DataPoster error handling

Tracks consecutive intermittent errors per nonce in an ErrorCount map.

  1. The DataPoster keeps a per-nonce tally of how many times in a row a transaction hit a known transient error.
  2. Certain expected errors are tolerated up to 20 repeats before it escalates the log level.
  3. This avoids alarming operators over brief, self-correcting conditions while still surfacing anything that's genuinely stuck.

Compression

The Sequencer employs compression when forming transaction batches to optimize the data and cost of batches posted to the parent chain. Arbitrum uses the Brotli compression algorithm due to its high compression ratio and efficiency, crucial for reducing parent chain posting costs.

Compression

Compression level in the Brotli algorithm

Brotli’s compression algorithm includes a parameter: compression level, which ranges from 0 to 11. This parameter allows you to balance two key factors:

  • Compression efficiency: Higher levels result in greater size reduction.
  • Computational cost: Higher levels require more processing power and time.

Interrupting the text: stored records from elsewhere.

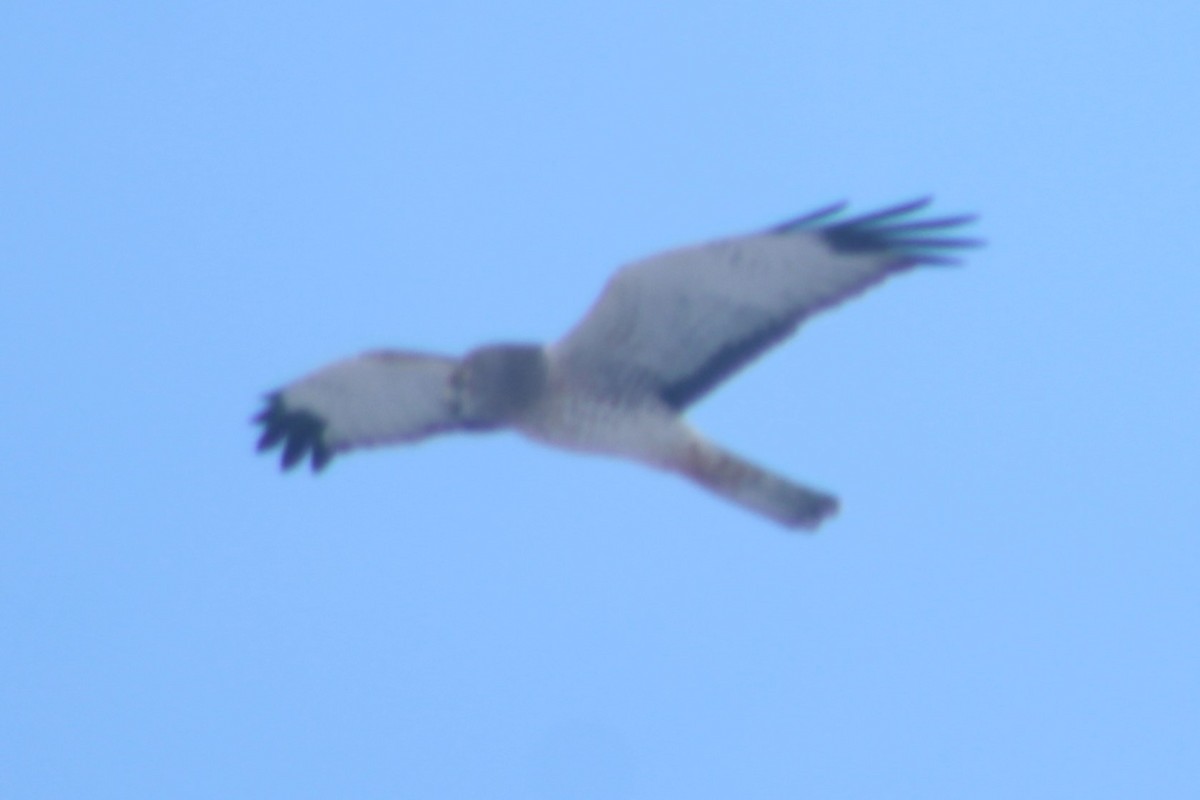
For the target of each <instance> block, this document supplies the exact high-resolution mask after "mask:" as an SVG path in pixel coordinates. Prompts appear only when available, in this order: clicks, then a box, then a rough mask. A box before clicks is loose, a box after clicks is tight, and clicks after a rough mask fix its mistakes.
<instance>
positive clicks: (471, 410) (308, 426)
mask: <svg viewBox="0 0 1200 800" xmlns="http://www.w3.org/2000/svg"><path fill="white" fill-rule="evenodd" d="M929 201H930V200H929V199H928V198H926V199H922V200H916V201H912V203H906V204H904V205H898V206H895V207H892V209H887V210H884V211H878V212H875V213H870V215H866V216H862V217H857V218H853V219H845V221H841V219H839V218H838V215H839V212H840V211H841V210H842V209H844V207H845V204H839V205H834V206H829V207H827V209H821V210H820V211H815V212H812V213H809V215H805V216H803V217H799V218H797V219H792V221H790V222H785V223H782V224H779V225H775V227H774V228H769V229H767V230H764V231H761V233H755V234H750V235H745V236H736V237H731V239H720V240H716V241H712V242H707V243H703V245H697V246H692V247H684V248H680V249H674V251H670V252H666V253H661V254H658V255H653V257H650V258H647V259H643V260H640V261H635V263H634V264H630V265H628V266H625V267H624V269H622V270H619V271H618V272H617V273H616V275H614V276H613V277H612V278H611V279H610V281H608V285H607V287H606V288H605V290H604V293H602V294H601V295H600V299H599V300H598V301H596V303H595V305H594V306H593V307H592V309H590V311H589V312H588V314H587V315H586V317H584V318H583V319H582V321H580V324H578V325H576V326H575V329H574V330H572V331H570V332H569V333H568V335H566V336H565V337H563V338H562V339H559V341H558V342H556V343H553V344H550V345H540V344H488V345H485V347H481V348H479V349H476V350H473V351H470V353H468V354H467V355H466V356H464V357H461V359H455V357H446V356H439V355H428V354H421V353H407V351H403V350H380V351H372V353H366V354H362V355H359V356H356V357H353V359H348V360H346V361H338V362H336V363H332V365H330V366H328V367H325V368H323V369H319V371H318V372H314V373H312V374H311V375H308V377H306V378H301V379H300V380H298V381H295V383H294V384H290V385H289V386H286V387H283V389H281V390H278V391H275V392H271V393H270V395H268V396H266V408H265V409H264V410H263V411H262V413H260V414H259V415H258V416H256V417H254V421H256V422H257V423H260V425H262V426H263V428H264V429H263V434H262V438H260V439H259V441H258V449H259V450H269V449H271V447H275V446H276V445H280V444H282V445H283V458H282V462H283V467H284V468H290V467H294V465H295V464H296V463H298V462H300V461H301V459H304V458H305V457H308V456H311V459H312V468H313V470H319V469H322V468H324V467H325V465H326V464H328V463H329V461H330V459H331V458H332V457H334V455H336V453H340V452H343V451H348V450H353V449H355V447H364V446H372V445H383V444H392V443H403V441H415V440H418V439H422V438H425V437H430V435H432V434H434V433H442V432H446V431H496V429H500V428H512V429H515V431H518V432H521V433H523V434H524V435H527V437H529V438H530V439H534V440H538V441H542V443H545V444H548V445H554V446H558V447H565V449H569V450H578V451H584V452H593V453H605V455H610V456H620V457H625V458H632V459H635V461H640V462H642V463H644V464H649V465H650V467H656V468H659V469H664V470H668V471H672V473H677V474H679V475H683V476H684V477H688V479H690V480H692V481H695V482H697V483H700V485H701V486H703V487H704V488H707V489H709V491H712V492H715V493H716V494H719V495H721V497H724V498H726V499H727V500H732V501H733V503H738V504H740V505H743V506H745V507H748V509H750V510H752V511H757V512H758V513H762V515H766V516H767V517H770V518H772V519H774V521H776V522H779V523H781V524H784V525H788V527H793V528H809V529H811V528H816V527H817V524H818V523H820V522H821V521H822V519H823V518H824V517H827V516H828V515H830V513H833V512H835V511H836V509H838V500H836V499H835V498H834V497H832V495H829V494H826V493H823V492H818V491H815V489H811V488H806V487H804V486H800V485H798V483H794V482H792V481H790V480H787V479H785V477H780V476H778V475H773V474H770V473H768V471H766V470H764V469H762V468H760V467H756V465H755V464H751V463H749V462H746V461H744V459H742V458H739V457H738V456H734V455H733V453H731V452H728V451H726V450H724V449H721V447H719V446H718V445H715V444H713V443H710V441H708V440H707V439H704V438H703V437H701V435H700V434H698V433H696V432H695V431H694V429H691V428H690V427H689V426H688V425H686V423H685V422H684V420H683V419H682V414H683V411H684V410H685V409H686V408H688V407H689V405H691V404H692V403H695V402H696V401H697V399H700V398H701V397H703V396H704V395H706V393H707V392H709V391H710V390H712V389H714V387H715V386H716V385H718V384H720V383H721V381H722V380H725V379H726V378H728V377H730V375H732V374H733V373H734V372H736V371H738V369H739V368H742V367H743V366H745V365H746V363H748V362H750V361H751V360H752V359H755V357H756V356H758V355H760V354H761V353H763V351H764V350H767V349H768V348H769V347H770V345H773V344H775V343H776V342H779V341H781V339H782V338H785V337H786V336H788V335H790V333H791V332H792V331H794V330H796V327H797V326H798V325H799V324H800V323H802V321H803V320H804V319H806V318H808V317H809V315H810V314H814V313H816V312H818V311H821V309H823V308H827V307H829V306H833V305H835V303H838V302H840V301H842V300H845V299H847V297H850V296H853V295H854V294H858V293H859V291H863V290H864V289H866V288H869V287H871V285H874V284H876V283H878V282H881V281H882V279H883V278H886V277H888V276H890V275H894V273H898V272H902V271H906V270H908V269H912V267H916V266H919V265H922V264H952V263H956V259H955V258H954V254H955V253H958V252H959V251H960V249H961V248H965V247H971V246H974V245H978V243H979V242H978V241H977V240H974V239H961V237H956V236H952V235H948V234H950V233H952V231H953V229H955V228H958V227H959V225H962V224H966V223H968V222H972V221H973V219H974V217H972V216H954V217H941V218H935V219H913V218H912V215H914V213H916V212H918V211H920V210H923V209H924V207H925V206H926V205H929Z"/></svg>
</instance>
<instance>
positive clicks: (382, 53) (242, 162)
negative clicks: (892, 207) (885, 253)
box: [0, 0, 1200, 800]
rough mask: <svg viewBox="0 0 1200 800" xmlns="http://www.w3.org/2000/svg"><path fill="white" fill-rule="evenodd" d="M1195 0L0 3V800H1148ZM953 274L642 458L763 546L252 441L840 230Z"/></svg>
mask: <svg viewBox="0 0 1200 800" xmlns="http://www.w3.org/2000/svg"><path fill="white" fill-rule="evenodd" d="M1198 41H1200V7H1198V6H1196V4H1195V2H1190V1H1189V2H1184V1H1182V0H1181V1H1180V2H1152V4H1133V2H1084V1H1062V2H1055V1H1051V2H1036V4H1034V2H1013V1H1012V0H1002V1H991V0H986V1H977V2H948V1H947V2H934V1H925V2H922V1H916V0H914V1H912V2H895V1H890V0H889V1H877V2H869V1H847V2H796V1H792V0H790V1H786V2H785V1H779V2H769V1H746V2H737V4H734V2H725V4H719V2H704V1H691V2H659V4H644V2H622V1H614V0H606V1H605V2H574V4H565V2H564V4H557V2H545V1H534V0H530V1H522V0H516V1H510V2H504V4H498V2H497V4H485V2H455V1H443V2H436V4H434V2H430V4H418V2H404V4H389V2H354V1H349V2H348V1H346V0H340V1H338V2H300V4H296V2H270V1H264V2H248V4H247V2H221V1H214V0H205V1H204V2H187V1H180V2H124V4H115V5H113V4H108V5H106V4H83V2H25V1H20V0H17V1H10V2H5V4H4V6H2V10H0V92H2V95H0V102H2V122H0V186H2V192H0V307H2V315H0V387H2V395H0V408H2V410H4V415H2V419H4V447H2V451H0V452H2V457H0V530H2V533H0V796H4V798H12V799H14V800H16V799H20V800H36V799H42V798H72V799H73V798H88V799H89V800H96V799H107V798H121V799H128V798H172V799H181V798H196V799H204V800H211V799H214V798H288V799H307V798H356V799H374V798H654V799H661V798H781V799H791V798H802V796H803V798H1006V799H1007V798H1135V796H1144V798H1195V796H1200V536H1198V535H1200V485H1198V477H1200V411H1198V409H1200V369H1198V361H1200V359H1198V355H1200V353H1198V350H1200V311H1198V309H1200V255H1198V252H1200V247H1198V243H1196V242H1198V237H1196V211H1198V205H1200V145H1198V143H1200V49H1198V46H1196V42H1198ZM924 193H935V194H936V196H937V206H936V210H937V211H942V212H946V213H958V212H967V211H977V212H979V213H982V221H980V223H979V224H978V233H979V234H980V235H983V236H985V237H986V239H988V240H989V246H988V247H986V248H985V249H982V251H979V252H977V253H973V254H972V255H971V258H970V260H968V264H967V265H966V266H965V267H961V269H930V270H924V271H920V272H917V273H913V275H907V276H904V277H902V278H898V279H895V281H893V282H890V283H888V284H887V285H884V287H883V288H881V289H878V290H876V291H874V293H871V294H870V295H868V296H865V297H863V299H860V300H858V301H856V302H853V303H851V305H847V306H845V307H841V308H838V309H836V311H834V312H832V313H829V314H826V315H822V317H820V318H817V319H815V320H812V321H811V323H810V324H809V325H808V326H805V327H804V329H803V330H802V332H800V333H799V335H798V336H797V337H796V338H794V339H792V341H790V342H788V343H787V344H785V345H784V347H780V348H778V349H776V350H774V351H772V353H770V354H769V355H768V356H767V357H764V359H763V360H762V361H760V362H757V363H755V365H754V366H752V367H751V368H750V369H749V371H746V372H745V373H743V374H742V375H739V377H738V379H737V380H734V381H732V383H731V384H728V385H726V386H725V387H724V389H722V390H721V391H719V392H716V393H715V395H714V396H712V397H710V398H709V399H707V401H706V402H704V403H703V404H702V405H701V407H698V408H697V409H696V410H695V413H694V414H692V419H694V421H695V422H696V425H697V426H698V427H701V428H702V429H704V431H706V432H707V433H708V434H710V435H712V437H713V438H715V439H716V440H719V441H721V443H725V444H727V445H728V446H731V447H732V449H734V450H736V451H738V452H742V453H745V455H746V456H750V457H752V458H754V459H756V461H760V462H762V463H764V464H768V465H770V467H773V468H775V469H779V470H780V471H782V473H785V474H787V475H791V476H794V477H797V479H799V480H804V481H806V482H810V483H812V485H815V486H818V487H823V488H828V489H830V491H834V492H836V493H838V494H839V497H840V498H841V500H842V512H841V515H840V516H839V517H836V518H835V519H833V521H832V522H830V523H829V524H827V525H826V527H824V528H823V529H822V530H821V531H820V534H817V535H815V536H803V535H794V534H788V533H785V531H784V530H782V529H779V528H776V527H774V525H773V524H770V523H768V522H764V521H762V519H760V518H757V517H755V516H751V515H749V513H746V512H744V511H742V510H739V509H737V507H733V506H730V505H726V504H724V503H721V501H719V500H716V499H714V498H713V497H710V495H708V494H706V493H703V492H700V491H697V489H695V488H694V487H691V486H688V485H685V483H684V482H682V481H679V480H677V479H674V477H671V476H667V475H662V474H658V473H654V471H650V470H647V469H643V468H638V467H635V465H631V464H625V463H620V462H614V461H606V459H600V458H583V457H578V456H572V455H566V453H562V452H554V451H551V450H545V449H541V447H538V446H535V445H532V444H528V443H526V441H523V440H521V439H518V438H517V437H515V435H511V434H500V435H493V437H474V438H472V437H461V438H456V439H443V440H436V441H430V443H427V444H422V445H420V446H416V447H410V449H404V450H401V449H396V450H386V451H378V452H370V453H365V455H356V456H353V457H347V458H344V459H341V461H338V462H335V464H334V465H332V468H331V469H330V470H329V471H328V473H326V474H324V475H322V476H319V477H317V479H313V477H312V476H311V475H310V474H307V473H296V474H288V475H282V474H281V473H280V471H278V468H277V463H276V459H275V458H265V457H258V456H256V455H253V452H252V445H253V441H254V432H253V431H252V428H251V426H250V423H248V419H250V416H251V415H252V414H253V413H254V411H256V410H257V407H258V404H259V398H260V395H262V392H264V391H266V390H269V389H274V387H276V386H278V385H280V384H283V383H286V381H288V380H290V379H294V378H296V377H299V375H301V374H304V373H306V372H308V371H310V369H313V368H316V367H318V366H320V365H322V363H324V362H328V361H330V360H334V359H337V357H342V356H346V355H350V354H354V353H358V351H359V350H362V349H367V348H373V347H380V345H395V347H406V348H414V349H431V350H438V351H448V353H458V351H462V350H464V349H467V348H469V347H472V345H473V344H476V343H480V342H485V341H493V339H547V338H553V337H556V336H558V335H559V333H562V332H563V331H565V330H566V327H569V326H570V324H571V323H572V321H574V320H575V319H577V318H578V317H580V315H581V314H582V313H583V311H584V309H586V308H587V307H588V306H589V305H590V302H592V301H593V299H594V297H595V295H596V294H598V293H599V290H600V288H601V285H602V284H604V281H605V279H606V277H607V276H608V275H610V273H611V272H612V270H613V269H614V267H616V266H617V265H619V264H622V263H624V261H626V260H630V259H632V258H636V257H641V255H644V254H647V253H650V252H654V251H656V249H659V248H664V247H670V246H674V245H679V243H685V242H691V241H695V240H702V239H707V237H713V236H719V235H725V234H733V233H740V231H746V230H752V229H756V228H761V227H763V225H767V224H770V223H774V222H778V221H780V219H784V218H786V217H788V216H792V215H797V213H802V212H804V211H809V210H811V209H814V207H816V206H820V205H823V204H827V203H830V201H834V200H839V199H844V198H848V199H851V200H853V201H854V204H856V207H857V209H858V210H871V209H874V207H877V206H881V205H886V204H890V203H895V201H900V200H905V199H910V198H912V197H916V196H920V194H924Z"/></svg>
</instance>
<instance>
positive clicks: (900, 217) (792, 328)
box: [659, 197, 983, 410]
mask: <svg viewBox="0 0 1200 800" xmlns="http://www.w3.org/2000/svg"><path fill="white" fill-rule="evenodd" d="M931 201H932V198H930V197H926V198H920V199H917V200H910V201H908V203H902V204H900V205H895V206H892V207H888V209H883V210H881V211H874V212H871V213H866V215H863V216H859V217H853V218H851V219H846V221H842V222H835V218H836V217H838V215H839V213H841V212H842V211H844V210H845V209H846V203H845V201H842V203H834V204H832V205H828V206H824V207H822V209H818V210H816V211H811V212H809V213H805V215H804V216H800V217H797V218H794V219H790V221H787V222H785V223H782V224H779V225H775V227H774V228H770V229H769V230H768V231H767V233H768V234H774V235H787V234H796V233H808V231H815V233H816V234H817V235H820V236H821V237H822V239H823V240H824V241H826V242H827V243H828V245H829V247H832V248H833V249H834V252H838V253H890V254H893V255H894V257H895V263H894V264H893V269H905V267H910V266H917V265H919V264H958V263H959V260H958V259H956V258H953V257H950V255H947V253H950V252H954V251H958V249H961V248H964V247H978V246H979V245H982V243H983V242H982V240H978V239H962V237H955V236H941V235H937V234H942V233H946V231H948V230H950V229H953V228H958V227H960V225H965V224H967V223H971V222H974V219H976V217H974V215H958V216H953V217H938V218H934V219H917V221H905V219H906V218H908V217H910V216H911V215H913V213H916V212H918V211H920V210H923V209H925V207H926V206H928V205H929V204H930V203H931ZM798 324H799V319H798V318H797V319H788V318H785V319H779V320H775V321H774V324H770V325H767V326H763V327H760V329H757V330H755V331H752V333H751V335H750V336H746V337H744V338H742V339H738V341H734V342H730V343H728V344H726V345H725V347H724V348H721V349H720V350H719V351H716V353H714V354H713V356H712V357H710V359H709V360H708V361H707V362H706V363H704V365H703V367H702V368H700V369H696V371H694V372H692V373H691V374H689V375H688V377H685V378H684V379H682V380H678V381H676V383H673V384H670V385H667V386H665V387H662V390H661V391H660V392H659V396H660V397H661V398H662V399H664V401H665V402H666V403H667V404H668V405H670V407H671V408H673V409H676V410H683V409H684V408H685V407H688V405H689V404H691V403H692V402H695V401H696V399H698V398H700V397H702V396H703V395H706V393H707V392H708V391H710V390H712V389H714V387H715V386H716V385H718V384H720V383H721V381H722V380H725V379H726V378H728V377H730V375H731V374H732V373H734V372H737V371H738V369H739V368H740V367H742V366H744V365H745V363H746V362H749V361H750V360H752V359H754V357H755V356H757V355H758V354H760V353H762V351H763V350H766V349H767V348H769V347H770V345H772V344H774V343H775V342H779V341H780V339H784V338H786V337H787V336H790V335H791V333H792V331H794V330H796V326H797V325H798Z"/></svg>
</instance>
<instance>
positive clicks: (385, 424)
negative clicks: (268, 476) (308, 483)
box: [254, 350, 458, 470]
mask: <svg viewBox="0 0 1200 800" xmlns="http://www.w3.org/2000/svg"><path fill="white" fill-rule="evenodd" d="M456 365H457V361H455V360H454V359H444V357H439V356H430V355H421V354H416V353H401V351H392V350H380V351H374V353H366V354H364V355H360V356H356V357H354V359H347V360H346V361H338V362H336V363H332V365H330V366H328V367H325V368H324V369H319V371H318V372H314V373H312V374H311V375H308V377H306V378H301V379H300V380H298V381H295V383H294V384H290V385H289V386H286V387H283V389H281V390H278V391H275V392H271V393H270V395H268V396H266V408H265V409H263V411H262V413H260V414H258V415H257V416H256V417H254V422H257V423H259V425H262V426H263V435H262V438H260V439H259V440H258V449H259V450H260V451H263V450H270V449H272V447H275V446H277V445H281V444H282V446H283V458H282V463H283V468H284V469H288V468H292V467H294V465H295V464H296V463H298V462H300V461H302V459H304V458H305V457H306V456H308V455H311V456H312V468H313V470H319V469H322V468H323V467H324V465H325V464H328V463H329V461H330V458H332V457H334V455H335V453H337V452H340V451H343V450H350V449H353V447H364V446H370V445H380V444H389V443H400V441H413V440H416V439H421V438H424V437H427V435H431V434H433V433H437V432H439V431H446V429H450V428H455V427H458V423H457V421H456V420H457V415H456V411H455V407H454V402H452V392H451V385H450V375H451V373H452V372H454V369H455V366H456Z"/></svg>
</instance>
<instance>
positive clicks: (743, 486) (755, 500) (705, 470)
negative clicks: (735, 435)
mask: <svg viewBox="0 0 1200 800" xmlns="http://www.w3.org/2000/svg"><path fill="white" fill-rule="evenodd" d="M679 467H680V469H679V471H680V473H682V474H683V475H685V476H686V477H690V479H691V480H694V481H696V482H697V483H700V485H701V486H703V487H704V488H706V489H709V491H710V492H715V493H716V494H720V495H721V497H722V498H725V499H727V500H731V501H733V503H737V504H738V505H742V506H744V507H746V509H750V510H752V511H756V512H758V513H761V515H764V516H767V517H770V518H772V519H774V521H775V522H778V523H780V524H784V525H787V527H788V528H804V529H808V530H812V529H815V528H816V527H817V525H820V524H821V521H822V519H824V518H826V517H828V516H830V515H833V513H836V511H838V498H835V497H833V495H832V494H826V493H824V492H817V491H816V489H810V488H806V487H803V486H800V485H799V483H794V482H792V481H788V480H787V479H785V477H780V476H779V475H773V474H772V473H768V471H767V470H764V469H762V468H761V467H757V465H755V464H751V463H750V462H748V461H745V459H744V458H740V457H738V456H734V455H733V453H731V452H728V451H725V450H721V449H720V447H718V446H715V445H713V444H710V443H707V441H697V443H695V446H694V447H692V450H691V452H690V453H689V458H688V459H686V462H685V463H684V464H680V465H679Z"/></svg>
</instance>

As the compression level increases, you can achieve better compression ratios at the expense of longer compression times.

Dynamic compression level setting

The compression level on Arbitrum is dynamically adjusted based on the current backlog of batches waiting to be posted to the parent chain by the Sequencer. In scenarios where multiple batches are queued in the buffer, it is possible to adjust the compression level to improve throughput dynamically. When the buffer becomes overloaded with overdue batches, the compression level decreases. For the exact backlog thresholds and how compression interacts with parent chain pricing, see Compression levels.

This trade-off prioritizes speed over compression efficiency, enabling faster processing and transmission of pending batches. Doing so clears the buffer more quickly, ensuring smoother overall system performance.

Now that transactions are batched and compressed, they pass to the batch poster for transmission to the parent chain.